GPMC omap nand using CS1

Miquel Raynal miquel.raynal at bootlin.com
Mon Dec 13 09:50:21 PST 2021


Hello Romain,

romain.naour at smile.fr wrote on Mon, 13 Dec 2021 11:18:03 +0100:

> Hello,
> 
> I'm using an AM3505 cpu with two nand device, nand0 use CS0 and nand1 use CS1.
> 
> The nand0 is ok but nand1 is not detected.
> I get "nand: No NAND device found"

Easy answer (support 101, sorry about that :-) ), did you check that the
CS was toggling with a scope?

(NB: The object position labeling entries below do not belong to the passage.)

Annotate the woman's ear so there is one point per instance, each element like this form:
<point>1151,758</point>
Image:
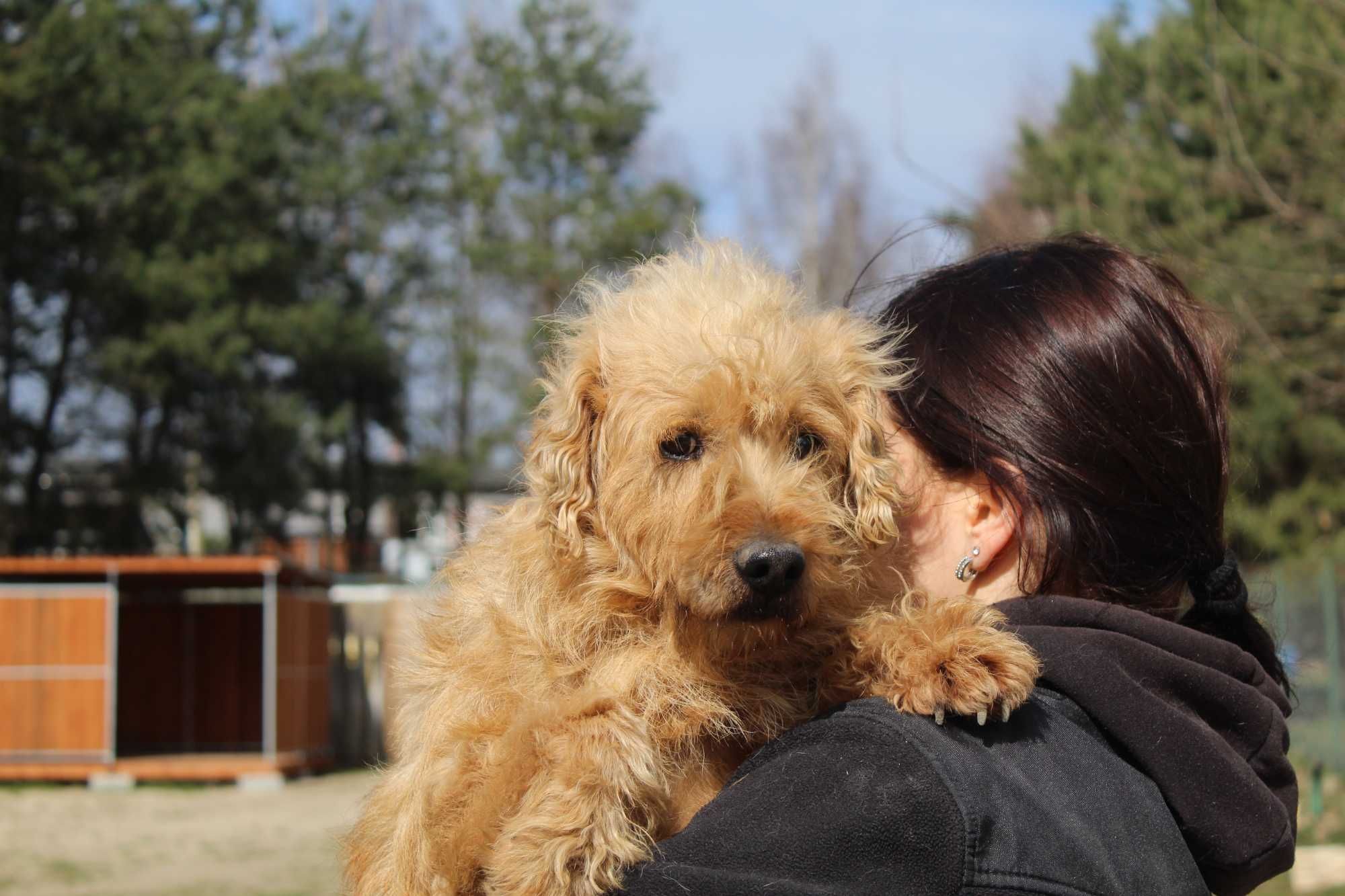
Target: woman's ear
<point>992,522</point>
<point>559,463</point>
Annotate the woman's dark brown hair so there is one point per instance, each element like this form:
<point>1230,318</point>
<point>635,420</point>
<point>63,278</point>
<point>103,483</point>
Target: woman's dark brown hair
<point>1087,385</point>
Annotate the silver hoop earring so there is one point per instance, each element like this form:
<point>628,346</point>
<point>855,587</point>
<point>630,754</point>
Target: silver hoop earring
<point>965,572</point>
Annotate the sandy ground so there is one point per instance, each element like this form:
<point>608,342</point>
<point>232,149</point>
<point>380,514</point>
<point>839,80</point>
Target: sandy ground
<point>161,841</point>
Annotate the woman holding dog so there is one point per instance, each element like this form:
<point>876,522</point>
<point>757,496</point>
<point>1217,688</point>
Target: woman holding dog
<point>1066,443</point>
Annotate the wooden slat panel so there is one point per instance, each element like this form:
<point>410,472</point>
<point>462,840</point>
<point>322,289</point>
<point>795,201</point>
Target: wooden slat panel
<point>75,631</point>
<point>20,642</point>
<point>72,715</point>
<point>20,710</point>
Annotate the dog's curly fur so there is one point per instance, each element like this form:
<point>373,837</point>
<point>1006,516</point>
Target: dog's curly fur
<point>584,684</point>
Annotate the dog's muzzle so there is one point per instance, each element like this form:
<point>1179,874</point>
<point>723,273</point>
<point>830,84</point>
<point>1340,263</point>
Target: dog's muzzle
<point>771,571</point>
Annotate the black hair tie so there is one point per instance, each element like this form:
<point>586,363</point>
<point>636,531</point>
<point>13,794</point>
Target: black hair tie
<point>1222,587</point>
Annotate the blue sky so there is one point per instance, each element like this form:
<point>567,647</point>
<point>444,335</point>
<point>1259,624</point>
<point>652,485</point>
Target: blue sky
<point>946,79</point>
<point>949,80</point>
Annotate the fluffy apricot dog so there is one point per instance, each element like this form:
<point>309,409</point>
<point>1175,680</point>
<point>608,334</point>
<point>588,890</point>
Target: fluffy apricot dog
<point>696,568</point>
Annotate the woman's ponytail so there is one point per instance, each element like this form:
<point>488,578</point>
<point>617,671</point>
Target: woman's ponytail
<point>1222,610</point>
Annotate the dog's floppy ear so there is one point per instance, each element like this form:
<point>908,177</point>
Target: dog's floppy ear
<point>871,485</point>
<point>868,372</point>
<point>559,464</point>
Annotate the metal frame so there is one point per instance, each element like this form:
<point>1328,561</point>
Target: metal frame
<point>110,724</point>
<point>270,658</point>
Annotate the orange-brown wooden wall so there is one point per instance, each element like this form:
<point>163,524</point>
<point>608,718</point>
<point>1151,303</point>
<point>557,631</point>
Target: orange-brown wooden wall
<point>302,673</point>
<point>53,670</point>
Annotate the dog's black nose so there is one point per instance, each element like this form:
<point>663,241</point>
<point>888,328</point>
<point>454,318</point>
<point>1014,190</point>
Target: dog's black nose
<point>770,568</point>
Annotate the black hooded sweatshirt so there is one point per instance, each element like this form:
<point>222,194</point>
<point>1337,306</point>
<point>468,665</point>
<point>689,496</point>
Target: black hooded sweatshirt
<point>1151,759</point>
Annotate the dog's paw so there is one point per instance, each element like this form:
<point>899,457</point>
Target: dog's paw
<point>950,657</point>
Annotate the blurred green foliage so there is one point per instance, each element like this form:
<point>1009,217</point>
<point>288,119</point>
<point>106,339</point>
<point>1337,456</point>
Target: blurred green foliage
<point>1217,140</point>
<point>217,245</point>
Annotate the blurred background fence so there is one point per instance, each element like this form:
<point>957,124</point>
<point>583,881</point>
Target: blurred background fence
<point>1309,619</point>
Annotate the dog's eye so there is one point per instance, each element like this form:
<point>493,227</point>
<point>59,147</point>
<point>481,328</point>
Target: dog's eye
<point>805,444</point>
<point>685,446</point>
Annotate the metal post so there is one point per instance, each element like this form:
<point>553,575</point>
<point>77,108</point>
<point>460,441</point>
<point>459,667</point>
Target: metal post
<point>268,663</point>
<point>110,692</point>
<point>1331,620</point>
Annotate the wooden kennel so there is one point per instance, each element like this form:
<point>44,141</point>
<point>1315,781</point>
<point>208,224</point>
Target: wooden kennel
<point>162,667</point>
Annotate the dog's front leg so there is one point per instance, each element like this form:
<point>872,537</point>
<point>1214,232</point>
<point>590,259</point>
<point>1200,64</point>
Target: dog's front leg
<point>594,807</point>
<point>937,655</point>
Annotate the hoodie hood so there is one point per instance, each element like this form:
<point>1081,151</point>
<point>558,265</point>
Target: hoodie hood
<point>1195,713</point>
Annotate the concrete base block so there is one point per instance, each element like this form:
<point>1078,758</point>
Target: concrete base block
<point>262,782</point>
<point>112,780</point>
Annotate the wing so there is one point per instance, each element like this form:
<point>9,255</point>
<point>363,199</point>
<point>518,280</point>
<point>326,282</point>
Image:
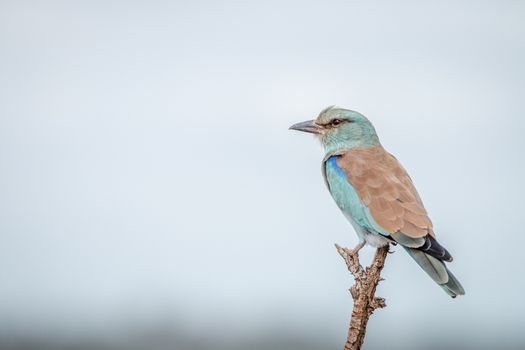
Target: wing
<point>395,207</point>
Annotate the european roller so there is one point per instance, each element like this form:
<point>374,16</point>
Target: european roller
<point>376,194</point>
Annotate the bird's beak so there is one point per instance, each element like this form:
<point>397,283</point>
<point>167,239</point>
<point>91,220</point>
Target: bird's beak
<point>308,126</point>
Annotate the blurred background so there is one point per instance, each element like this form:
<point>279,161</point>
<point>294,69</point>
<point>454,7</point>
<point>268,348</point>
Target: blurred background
<point>151,196</point>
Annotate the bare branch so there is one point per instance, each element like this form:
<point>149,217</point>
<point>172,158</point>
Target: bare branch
<point>363,292</point>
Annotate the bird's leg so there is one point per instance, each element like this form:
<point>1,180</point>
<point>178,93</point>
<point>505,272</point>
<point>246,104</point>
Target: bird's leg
<point>358,247</point>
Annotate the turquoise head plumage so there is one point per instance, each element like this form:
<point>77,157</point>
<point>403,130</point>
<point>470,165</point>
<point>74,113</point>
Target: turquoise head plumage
<point>340,129</point>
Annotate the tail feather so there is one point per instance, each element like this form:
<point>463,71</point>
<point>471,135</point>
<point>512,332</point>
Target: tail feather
<point>437,270</point>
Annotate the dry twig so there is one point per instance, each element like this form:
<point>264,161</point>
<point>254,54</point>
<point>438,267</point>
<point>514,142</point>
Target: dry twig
<point>363,292</point>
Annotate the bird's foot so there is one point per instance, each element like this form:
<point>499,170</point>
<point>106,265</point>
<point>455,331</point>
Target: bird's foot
<point>358,247</point>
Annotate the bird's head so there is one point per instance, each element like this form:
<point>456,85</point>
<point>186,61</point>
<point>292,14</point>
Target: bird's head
<point>339,129</point>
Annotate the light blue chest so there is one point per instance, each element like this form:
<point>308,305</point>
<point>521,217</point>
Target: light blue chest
<point>344,193</point>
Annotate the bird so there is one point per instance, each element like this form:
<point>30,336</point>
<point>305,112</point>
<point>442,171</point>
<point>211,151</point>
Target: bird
<point>376,194</point>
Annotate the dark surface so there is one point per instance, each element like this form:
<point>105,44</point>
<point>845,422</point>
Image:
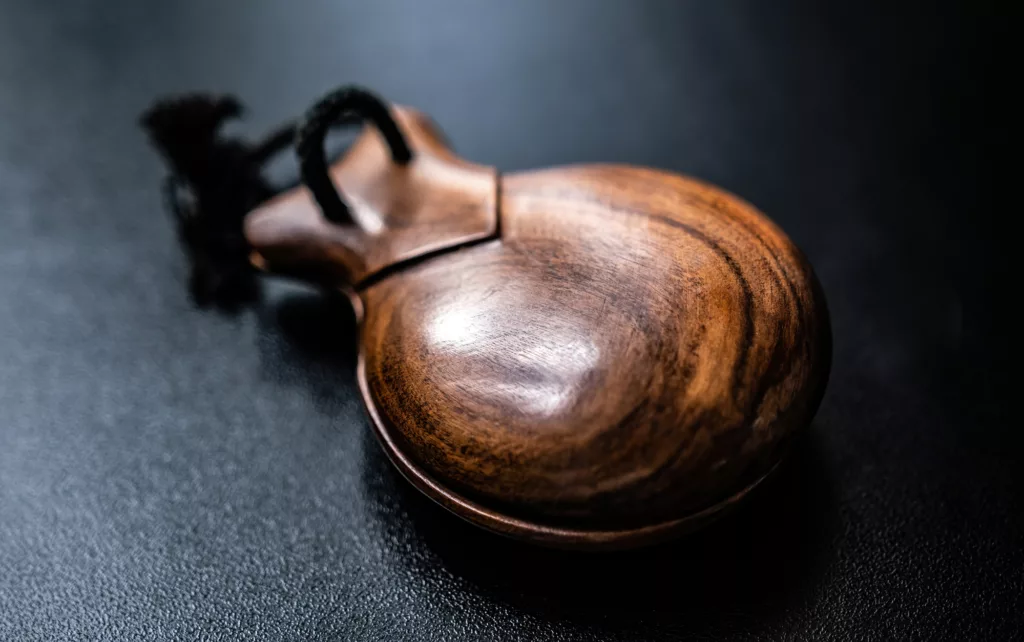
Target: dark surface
<point>167,473</point>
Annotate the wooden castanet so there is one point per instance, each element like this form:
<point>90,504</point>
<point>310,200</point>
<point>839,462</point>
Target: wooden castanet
<point>589,356</point>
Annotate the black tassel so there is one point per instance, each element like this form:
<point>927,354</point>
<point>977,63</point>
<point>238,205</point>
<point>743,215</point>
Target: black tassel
<point>215,181</point>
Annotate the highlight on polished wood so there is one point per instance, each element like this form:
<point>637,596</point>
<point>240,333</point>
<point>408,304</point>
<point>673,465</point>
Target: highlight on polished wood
<point>589,356</point>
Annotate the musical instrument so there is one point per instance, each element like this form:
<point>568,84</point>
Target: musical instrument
<point>587,356</point>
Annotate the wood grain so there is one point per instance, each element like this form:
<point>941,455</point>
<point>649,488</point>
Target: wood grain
<point>620,354</point>
<point>437,201</point>
<point>636,348</point>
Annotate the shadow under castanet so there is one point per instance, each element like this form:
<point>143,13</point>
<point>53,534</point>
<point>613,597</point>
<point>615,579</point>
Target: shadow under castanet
<point>308,338</point>
<point>755,562</point>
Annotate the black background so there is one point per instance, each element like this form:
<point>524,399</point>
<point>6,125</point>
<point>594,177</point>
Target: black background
<point>168,473</point>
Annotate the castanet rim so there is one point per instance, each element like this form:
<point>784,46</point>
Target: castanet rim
<point>537,532</point>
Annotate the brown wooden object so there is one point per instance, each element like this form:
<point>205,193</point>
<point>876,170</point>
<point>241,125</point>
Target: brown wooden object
<point>590,356</point>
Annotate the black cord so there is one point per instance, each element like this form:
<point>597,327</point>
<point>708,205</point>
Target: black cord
<point>340,107</point>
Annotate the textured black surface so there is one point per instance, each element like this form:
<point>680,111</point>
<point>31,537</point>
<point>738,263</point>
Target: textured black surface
<point>167,473</point>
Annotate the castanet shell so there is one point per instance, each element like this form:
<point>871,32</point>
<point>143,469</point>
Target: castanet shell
<point>625,354</point>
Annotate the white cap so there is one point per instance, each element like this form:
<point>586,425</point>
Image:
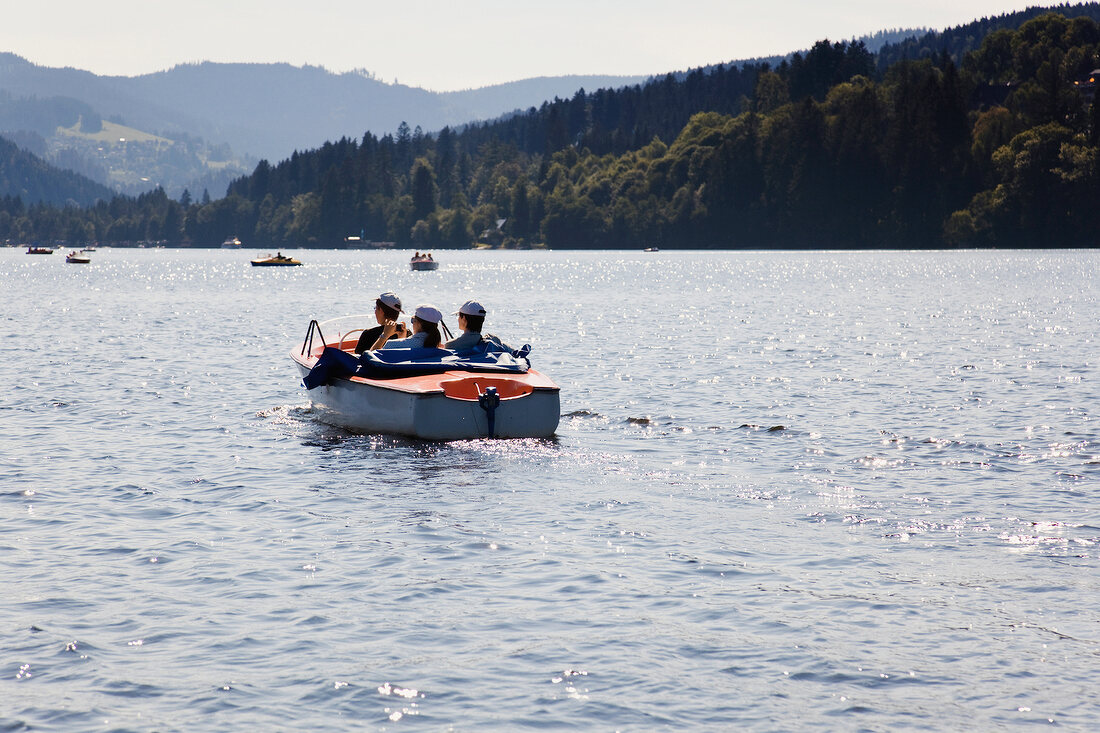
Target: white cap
<point>471,308</point>
<point>429,314</point>
<point>392,301</point>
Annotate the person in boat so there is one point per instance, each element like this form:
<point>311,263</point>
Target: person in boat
<point>471,320</point>
<point>387,306</point>
<point>426,323</point>
<point>336,362</point>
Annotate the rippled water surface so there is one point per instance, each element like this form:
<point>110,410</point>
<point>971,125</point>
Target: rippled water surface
<point>789,491</point>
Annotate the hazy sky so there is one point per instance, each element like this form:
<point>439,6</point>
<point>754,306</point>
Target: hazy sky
<point>453,44</point>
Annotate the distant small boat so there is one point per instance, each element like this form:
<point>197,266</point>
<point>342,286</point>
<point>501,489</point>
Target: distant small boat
<point>277,261</point>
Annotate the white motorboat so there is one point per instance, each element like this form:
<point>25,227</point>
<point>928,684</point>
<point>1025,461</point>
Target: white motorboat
<point>449,403</point>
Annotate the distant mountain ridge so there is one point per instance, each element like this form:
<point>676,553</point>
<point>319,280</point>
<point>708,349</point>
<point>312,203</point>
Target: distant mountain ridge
<point>270,110</point>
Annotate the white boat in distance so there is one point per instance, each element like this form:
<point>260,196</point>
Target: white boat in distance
<point>451,405</point>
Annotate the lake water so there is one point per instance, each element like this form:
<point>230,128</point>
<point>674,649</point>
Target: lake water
<point>789,491</point>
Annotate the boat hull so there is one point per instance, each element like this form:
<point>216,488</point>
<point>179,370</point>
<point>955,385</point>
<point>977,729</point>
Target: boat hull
<point>439,406</point>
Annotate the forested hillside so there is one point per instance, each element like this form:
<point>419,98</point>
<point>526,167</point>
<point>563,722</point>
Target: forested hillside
<point>29,178</point>
<point>992,143</point>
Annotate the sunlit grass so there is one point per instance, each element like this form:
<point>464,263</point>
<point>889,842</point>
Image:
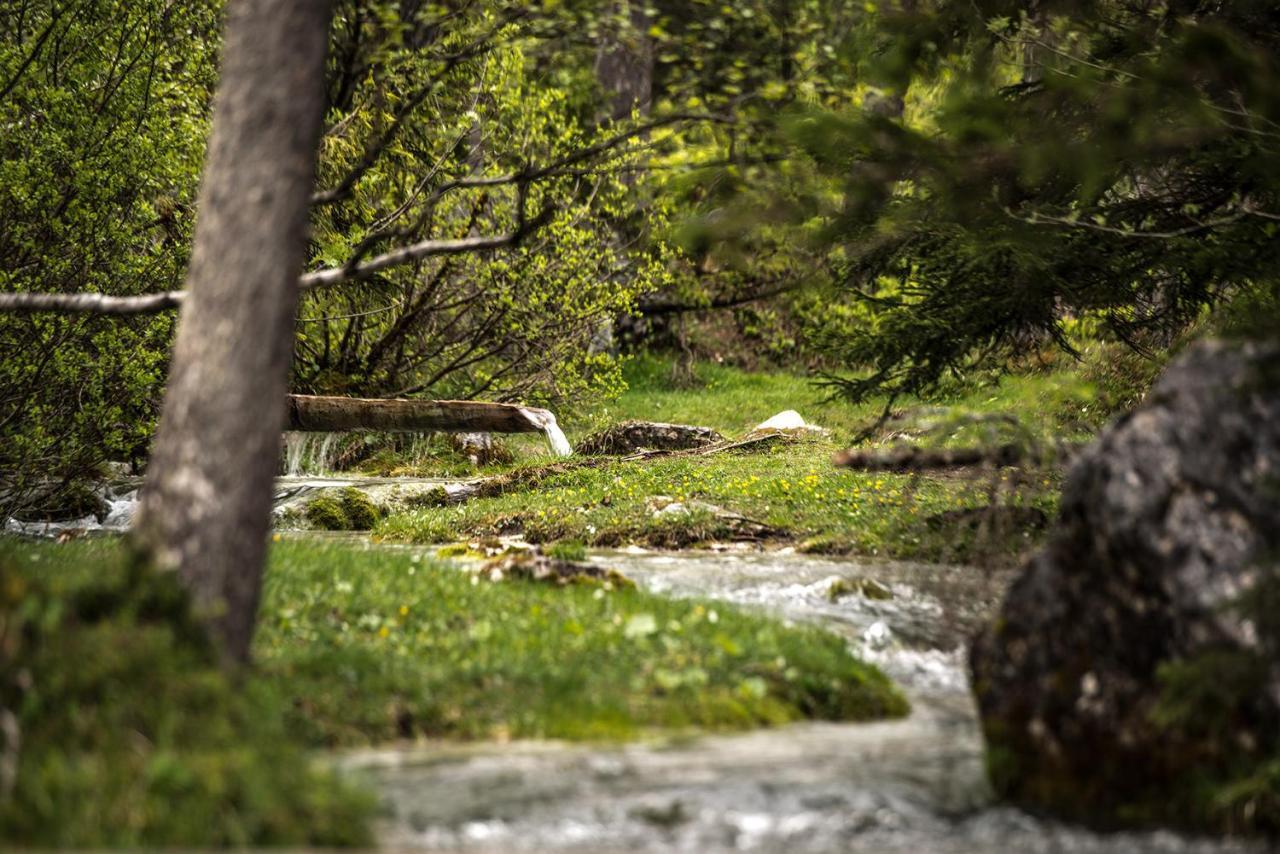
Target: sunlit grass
<point>379,644</point>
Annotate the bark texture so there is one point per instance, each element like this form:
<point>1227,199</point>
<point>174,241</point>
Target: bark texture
<point>343,414</point>
<point>1170,525</point>
<point>206,503</point>
<point>624,62</point>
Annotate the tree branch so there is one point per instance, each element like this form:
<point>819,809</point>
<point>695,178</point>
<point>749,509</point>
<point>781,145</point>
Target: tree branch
<point>91,302</point>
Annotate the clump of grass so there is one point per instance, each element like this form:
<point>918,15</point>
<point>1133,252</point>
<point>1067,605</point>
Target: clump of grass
<point>131,735</point>
<point>787,492</point>
<point>383,644</point>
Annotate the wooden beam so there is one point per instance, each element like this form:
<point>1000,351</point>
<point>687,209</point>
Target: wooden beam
<point>314,414</point>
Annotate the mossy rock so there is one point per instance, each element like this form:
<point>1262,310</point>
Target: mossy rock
<point>328,514</point>
<point>350,510</point>
<point>361,512</point>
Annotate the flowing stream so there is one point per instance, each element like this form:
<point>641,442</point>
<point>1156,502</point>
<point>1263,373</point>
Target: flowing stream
<point>910,785</point>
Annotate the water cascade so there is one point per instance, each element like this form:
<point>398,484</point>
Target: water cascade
<point>309,452</point>
<point>545,421</point>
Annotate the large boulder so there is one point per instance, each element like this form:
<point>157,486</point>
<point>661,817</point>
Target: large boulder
<point>1130,675</point>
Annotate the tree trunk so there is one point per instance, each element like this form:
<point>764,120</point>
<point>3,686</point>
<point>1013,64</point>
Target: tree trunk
<point>624,63</point>
<point>206,503</point>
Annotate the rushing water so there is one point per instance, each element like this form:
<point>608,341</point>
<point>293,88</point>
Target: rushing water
<point>292,493</point>
<point>910,785</point>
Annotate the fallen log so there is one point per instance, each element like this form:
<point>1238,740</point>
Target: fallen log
<point>312,414</point>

Just to be sure that this is a NAND
core/driver issue and not something else?

> Regarding the devicetree for nand1, I did something similar to omap3430-sdp.dts
> where the nand is on CS1.
> 
> https://git.kernel.org/pub/scm/linux/kernel/git/stable/linux.git/tree/arch/arm/boot/dts/omap3430-sdp.dts?h=v5.15.6#n102

And this is precisely the reason why we switched to a new
DT representation: as long as you have a single chip, not describing
the NAND device inside a bigger "nand" node was fine. But whenever we
need to support more than one it starts to be an issue. I saw that the
logic here was to add a second nand node which, on a pure DT
representation logic is wrong: the GPMC has subnodes which are the
different controller (there is only one NAND controller there) which
should contain two NAND device subnodes with their specific properties.
Anyway, that is not how this controller is currently being described,
so let's assume creating two NAND nodes is fine at least to make it
work.

I assume you tried:
* booting with only CS0 described -> works
* booting with only CS1 described -> No NAND device found error
Am I right?

> I'm not sure this dts actually works since in nand_base.c nand_detect() call
> nand_reset(chip, 0) with cs = 0.
> 
> https://git.kernel.org/pub/scm/linux/kernel/git/stable/linux.git/tree/drivers/mtd/nand/raw/nand_base.c?h=v5.15.6#n4945

This is indeed the first step, we always start with the first CS and
then if the first device was discovered, we check if the other CS are
wired. This only works of course if nand_scan() requests scanning more
than one CS. This is currently not the case and was already like that
for quite some time. Maybe that is why the NAND controller was
described twice in the link below, to get the probe of the controller
called twice?

Anyway if the question is 'how do I get CS1 being checked first', you
should look at the probe function which instantiate your controller.
That is where the driver is supposed to parse the DT, find the right
CS to handle and then register the NAND chip. From the core
perspective, it can use "target" 0, 1, etc, even though from the
controller perspective, target 0 for a given chip might be CS1. You can
look at "recent" drivers, like Marvell or Arasan which support several
CS.

> It seems it was possible to use two nand on gpmc (kernel 3.16):
> 
> https://e2e.ti.com/support/processors-group/processors/f/processors-forum/343017/am335x-gpmc-with-two-nand-flash-in-device-tree

I honestly do not know if this ever worked or if it was supported
upstream, it is very likely, looking at the current code base, that
if you want two CS on this board you are going to need to write a
couple of patches :)

Good luck, do not hesitate if you have other specific questions.